O deputado federal Paulo Folletto (PSB) não vai disputar a reeleição em 2026. Aliás, a intenção dele é não concorrer mais a nenhum cargo público. A decisão foi comunicada ao presidente estadual do PSB, Alberto Gavini, na quarta-feira (14). O governador Renato Casagrande (PSB) soube antes.
Folletto está no quarto mandato consecutivo na Câmara dos Deputados e, até então, constava como integrante da chapa de pré-candidatos do partido. Agora, vai ter que ser substituído.
"Disputa eleitoral parou. Tenho 24 anos de mandatos e disputas eleitorais, nesse período tivemos muitos avanços no Espírito Santo, mas o cenário nacional me deixa desanimado, o povo está cansado e as coisas não mudam", afirmou o parlamentar à coluna, nesta quinta (15).
"É escândalo do INSS, é Banco Master, é o Judiciário anulando a Operação Lava Jato... Vou fazer 70 anos no ano que vem e estou cansado"
Além dos motivos elencados mais objetivamente, Folletto mencionou alguns problemas internos no PSB que o levaram a desistir de entrar na corrida de 2026.
"Não fiquei muito satisfeito com a forma como estão sendo conduzidas as candidaturas, a chapa é pouco ouvida. Com quatro mandatos, contribuí muito com o partido e não recebo a valorização devida"
"Pensei até em sair do PSB um tempo atrás, mas a base do partido gosta muito de mim. São 34 anos de filiação, não iriam nem acreditar.

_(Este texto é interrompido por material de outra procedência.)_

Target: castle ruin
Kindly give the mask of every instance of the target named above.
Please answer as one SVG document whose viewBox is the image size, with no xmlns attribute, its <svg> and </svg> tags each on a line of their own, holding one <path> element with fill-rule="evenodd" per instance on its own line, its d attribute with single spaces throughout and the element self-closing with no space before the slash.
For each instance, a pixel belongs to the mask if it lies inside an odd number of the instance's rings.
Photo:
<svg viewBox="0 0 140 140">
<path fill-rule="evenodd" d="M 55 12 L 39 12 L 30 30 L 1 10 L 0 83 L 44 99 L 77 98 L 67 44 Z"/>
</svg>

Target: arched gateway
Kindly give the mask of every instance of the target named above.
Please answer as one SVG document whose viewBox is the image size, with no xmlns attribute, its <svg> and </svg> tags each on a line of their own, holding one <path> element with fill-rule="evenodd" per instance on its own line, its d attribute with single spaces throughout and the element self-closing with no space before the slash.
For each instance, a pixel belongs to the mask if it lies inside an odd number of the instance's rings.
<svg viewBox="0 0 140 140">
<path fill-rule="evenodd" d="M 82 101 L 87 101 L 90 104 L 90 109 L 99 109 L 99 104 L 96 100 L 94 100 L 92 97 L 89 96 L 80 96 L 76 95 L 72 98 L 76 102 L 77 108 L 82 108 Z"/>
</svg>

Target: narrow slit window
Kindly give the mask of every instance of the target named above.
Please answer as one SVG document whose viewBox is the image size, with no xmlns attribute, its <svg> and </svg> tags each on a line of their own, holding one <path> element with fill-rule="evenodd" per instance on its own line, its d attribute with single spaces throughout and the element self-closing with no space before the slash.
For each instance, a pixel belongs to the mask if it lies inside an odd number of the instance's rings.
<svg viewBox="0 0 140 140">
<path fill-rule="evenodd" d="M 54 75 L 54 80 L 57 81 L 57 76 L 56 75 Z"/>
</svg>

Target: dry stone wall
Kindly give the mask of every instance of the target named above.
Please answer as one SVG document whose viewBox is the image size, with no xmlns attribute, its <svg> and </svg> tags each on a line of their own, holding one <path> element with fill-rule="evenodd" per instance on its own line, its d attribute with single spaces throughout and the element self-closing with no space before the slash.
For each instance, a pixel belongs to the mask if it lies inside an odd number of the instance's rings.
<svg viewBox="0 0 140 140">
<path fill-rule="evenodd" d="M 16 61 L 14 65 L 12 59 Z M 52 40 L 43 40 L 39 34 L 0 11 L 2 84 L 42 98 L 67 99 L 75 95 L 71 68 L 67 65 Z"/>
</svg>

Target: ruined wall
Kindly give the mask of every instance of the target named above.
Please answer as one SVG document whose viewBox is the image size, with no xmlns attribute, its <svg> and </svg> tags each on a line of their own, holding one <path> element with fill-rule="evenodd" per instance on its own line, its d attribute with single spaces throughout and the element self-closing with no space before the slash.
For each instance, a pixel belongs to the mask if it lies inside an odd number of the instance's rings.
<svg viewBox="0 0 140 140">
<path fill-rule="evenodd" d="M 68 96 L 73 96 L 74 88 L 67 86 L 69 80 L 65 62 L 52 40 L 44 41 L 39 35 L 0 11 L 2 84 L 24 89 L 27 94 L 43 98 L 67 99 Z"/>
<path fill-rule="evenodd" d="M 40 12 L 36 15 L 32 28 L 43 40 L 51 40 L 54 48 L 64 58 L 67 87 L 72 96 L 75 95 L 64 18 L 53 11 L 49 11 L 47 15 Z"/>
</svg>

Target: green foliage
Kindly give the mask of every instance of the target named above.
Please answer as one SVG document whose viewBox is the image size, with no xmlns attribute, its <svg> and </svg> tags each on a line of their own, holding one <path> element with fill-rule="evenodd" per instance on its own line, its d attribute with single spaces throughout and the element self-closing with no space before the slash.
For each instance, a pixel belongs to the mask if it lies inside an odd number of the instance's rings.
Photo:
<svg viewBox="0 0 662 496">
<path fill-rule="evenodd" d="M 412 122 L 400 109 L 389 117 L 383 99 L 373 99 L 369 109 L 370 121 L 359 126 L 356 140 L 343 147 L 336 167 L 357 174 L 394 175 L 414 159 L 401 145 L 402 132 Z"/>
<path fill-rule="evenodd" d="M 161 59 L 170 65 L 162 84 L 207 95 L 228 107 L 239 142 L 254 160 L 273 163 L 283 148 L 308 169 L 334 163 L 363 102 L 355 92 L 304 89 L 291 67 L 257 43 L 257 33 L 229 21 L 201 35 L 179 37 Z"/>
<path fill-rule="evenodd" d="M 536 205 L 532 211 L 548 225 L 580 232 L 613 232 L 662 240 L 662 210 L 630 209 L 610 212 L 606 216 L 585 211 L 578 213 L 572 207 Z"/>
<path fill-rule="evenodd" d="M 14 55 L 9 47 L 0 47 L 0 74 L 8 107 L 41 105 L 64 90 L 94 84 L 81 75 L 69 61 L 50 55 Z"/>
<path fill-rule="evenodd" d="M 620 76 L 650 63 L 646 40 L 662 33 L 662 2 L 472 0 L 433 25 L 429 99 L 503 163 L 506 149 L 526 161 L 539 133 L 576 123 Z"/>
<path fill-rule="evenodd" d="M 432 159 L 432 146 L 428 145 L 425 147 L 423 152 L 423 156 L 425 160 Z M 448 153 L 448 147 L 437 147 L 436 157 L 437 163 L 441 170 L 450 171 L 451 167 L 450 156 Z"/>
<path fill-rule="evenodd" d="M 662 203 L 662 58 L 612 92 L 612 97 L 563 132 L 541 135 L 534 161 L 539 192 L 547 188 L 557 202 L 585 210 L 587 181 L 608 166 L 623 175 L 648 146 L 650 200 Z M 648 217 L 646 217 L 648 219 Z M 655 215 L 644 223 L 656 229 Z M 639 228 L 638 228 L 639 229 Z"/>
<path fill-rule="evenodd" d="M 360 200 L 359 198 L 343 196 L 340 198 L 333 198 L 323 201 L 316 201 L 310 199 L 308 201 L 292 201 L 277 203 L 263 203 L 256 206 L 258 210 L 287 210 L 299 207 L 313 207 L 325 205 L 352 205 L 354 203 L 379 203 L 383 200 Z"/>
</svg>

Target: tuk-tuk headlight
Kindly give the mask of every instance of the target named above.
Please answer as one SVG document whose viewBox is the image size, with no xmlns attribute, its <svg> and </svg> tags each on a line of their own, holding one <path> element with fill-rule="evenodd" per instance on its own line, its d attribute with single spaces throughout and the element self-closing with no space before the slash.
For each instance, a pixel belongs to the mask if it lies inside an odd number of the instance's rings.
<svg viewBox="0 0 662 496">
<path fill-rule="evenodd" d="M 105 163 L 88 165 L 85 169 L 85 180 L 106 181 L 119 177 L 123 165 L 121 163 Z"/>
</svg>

Então decidi ficar."
O deputado vai integrar a comissão eleitoral da sigla e ajudar nas eleições, mas apenas nos bastidores.
Outro fator que contribuiu para a decisão de não disputar, diretamente, mais pleitos eleitorais foram questões de saúde.
Folletto já foi submetido a quatro cirurgias, não tem sensibilidade na perna esquerda e passou por outros problemas recentemente, algo que atrapalha, por exemplo, a locomoção inerente a uma campanha eleitoral.
"A última campanha (2022) já foi bastante difícil. Eu conseguiria novamente, pois sou bastante resiliente à dor, mas isso contribuiu para a minha decisão, sim"
E AGORA?
Pelas contas do próprio Folletto, o PSB vai precisar de um substituto na chapa de candidatos a deputado federal que tenha, no mínimo, 40 mil ou 50 mil votos. É tarefa árdua no Espírito Santo, mas o próprio deputado deve ajudar, na comissão eleitoral, a encontrar uma solução.
Ele tem base eleitoral em Colatina e, na cidade, pretende apoiar a eleição do vereador Claudinei Costa (PSB) para deputado estadual.
"Vou apoiar também a eleição do Renato (Casagrande), ao Senado e do Ricardo (Ferraço, ao governo). Não vou sumir", garantiu.
"Mas a ideia é eu, pessoalmente, não disputar mais nada, a não ser que aconteça uma hecatombe no futuro. Tratei disso com minha família no Natal, meus filhos ficaram felizes."